Le NFP prévoit des garde-fous pour éviter les dérives : contrôle de constitutionnalité des propositions soumises à référendum, quorum de participation minimale de 40 %, et impossibilité de remettre en cause les droits fondamentaux (droits de l'homme, non-discrimination, liberté de la presse).
Des exemples internationaux montrent la viabilité du RIC : la Suisse pratique le référendum d'initiative populaire depuis 1891, avec en moyenne 10 à 15 votations par an. L'Italie dispose d'un référendum abrogatif depuis 1970, utilisé notamment pour légaliser le divorce (1974) et abroger le nucléaire civil (2011).
La proportionnelle : représenter toutes les voix
Le scrutin majoritaire à deux tours, utilisé pour les législatives, produit des assemblées qui ne reflètent pas la diversité des opinions politiques. Aux législatives de 2024, le RN a obtenu 33 % des voix au premier tour mais seulement 25 % des sièges, tandis que la majorité présidentielle a obtenu 25 % des voix mais 29 % des sièges.

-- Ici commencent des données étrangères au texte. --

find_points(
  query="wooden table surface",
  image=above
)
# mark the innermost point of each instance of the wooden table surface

Les petites formations (écologistes indépendants, régionalistes, divers gauche) sont quasiment exclues de la représentation.
Le NFP propose l'introduction de la proportionnelle intégrale ou semi-proportionnelle pour les élections législatives. Le système envisagé est une proportionnelle à la plus forte moyenne, avec un seuil de 5 % pour éviter l'émiettement excessif, et des listes départementales pour maintenir le lien avec le territoire.

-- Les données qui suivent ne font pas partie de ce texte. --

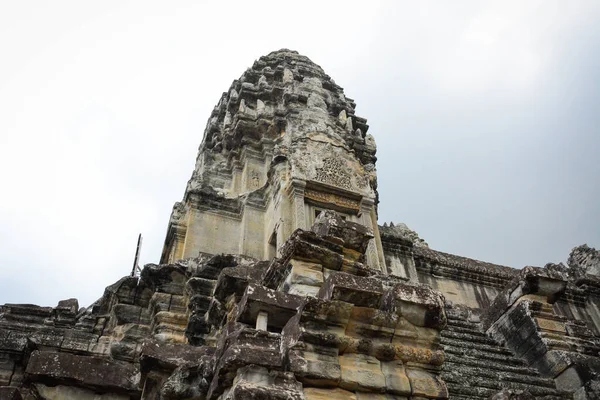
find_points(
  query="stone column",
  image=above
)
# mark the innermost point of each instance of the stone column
(366, 206)
(296, 192)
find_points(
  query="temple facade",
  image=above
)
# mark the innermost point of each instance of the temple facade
(276, 282)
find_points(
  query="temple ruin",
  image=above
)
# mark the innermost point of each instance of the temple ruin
(276, 282)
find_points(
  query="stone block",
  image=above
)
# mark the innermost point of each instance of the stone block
(361, 372)
(360, 291)
(95, 372)
(316, 366)
(426, 384)
(328, 394)
(396, 380)
(62, 392)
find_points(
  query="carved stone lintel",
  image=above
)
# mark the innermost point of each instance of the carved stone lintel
(296, 191)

Cette réforme aurait des effets profonds sur la vie politique :
- Chaque vote compterait réellement, réduisant le sentiment d'inutilité qui nourrit l'abstention.

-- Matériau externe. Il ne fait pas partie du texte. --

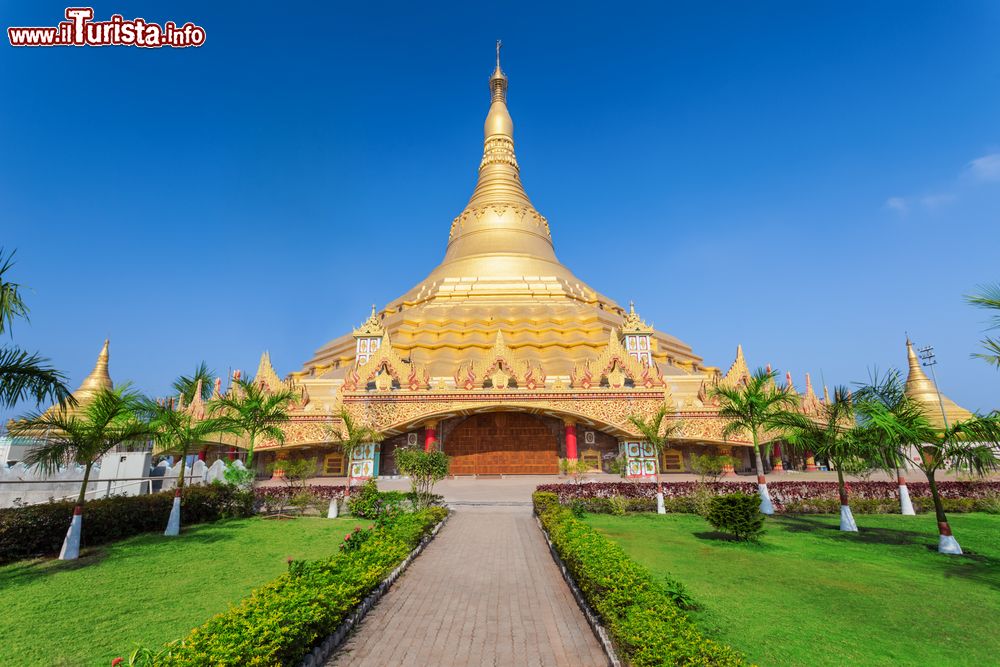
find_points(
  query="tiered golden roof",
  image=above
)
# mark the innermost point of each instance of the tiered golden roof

- Les coalitions devraient se former après l'élection (comme en Allemagne ou en Scandinavie), favorisant le compromis et le dialogue.
- La diversité des courants politiques serait représentée, y compris les sensibilités aujourd'hui écrasées par le bipartisme de fait.
Décentralisation et démocratie locale
Le NFP porte un projet de décentralisation approfondie, donnant plus de pouvoir aux collectivités locales et aux citoyens dans la gestion de leur territoire :
- Budgets participatifs obligatoires : toutes les communes de plus de 20 000 habitants devraient consacrer au moins 10 % de leur budget d'investissement à des projets choisis directement par les citoyens.
- Conseils citoyens permanents : des assemblées de citoyens tirés au sort, renouvelées chaque année, seraient consultées sur les grands projets d'aménagement et les politiques locales.
- Autonomie fiscale renforcée : les collectivités locales retrouveraient la maîtrise de leurs ressources fiscales, érodée par les réformes successives (suppression de la taxe d'habitation, réforme de la taxe professionnelle).
- Droit d'expérimentation élargi : les collectivités pourraient expérimenter des politiques innovantes (revenu de base local, monnaie locale, régie municipale d'énergie) sans autorisation préalable du gouvernement.
Les enjeux d'une refondation
Le projet démocratique du NFP est ambitieux — certains diront utopique. Sa mise en œuvre se heurtera à des résistances considérables : celle des partis dominants qui bénéficient du système actuel, celle du président qui verrait ses pouvoirs réduits, celle d'une partie de l'opinion qui craint l'instabilité d'un régime parlementaire.
Mais le NFP fait valoir que l'immobilisme est plus dangereux que le changement. Quand la moitié des citoyens ne vote plus, quand la défiance envers les institutions atteint des niveaux historiques, quand les crises politiques se succèdent sans résolution, la question n'est plus de savoir s'il faut réformer la démocratie, mais comment et à quel rythme.
Les municipales de 2026 offrent un terrain d'expérimentation idéal : budgets participatifs, conseils citoyens, listes ouvertes, référendums locaux. Si ces outils démontrent leur efficacité à l'échelle locale, ils crédibiliseront le projet de transformation à l'échelle nationale. La VIe République ne se décrète pas : elle se construit, expérience après expérience, du local au national.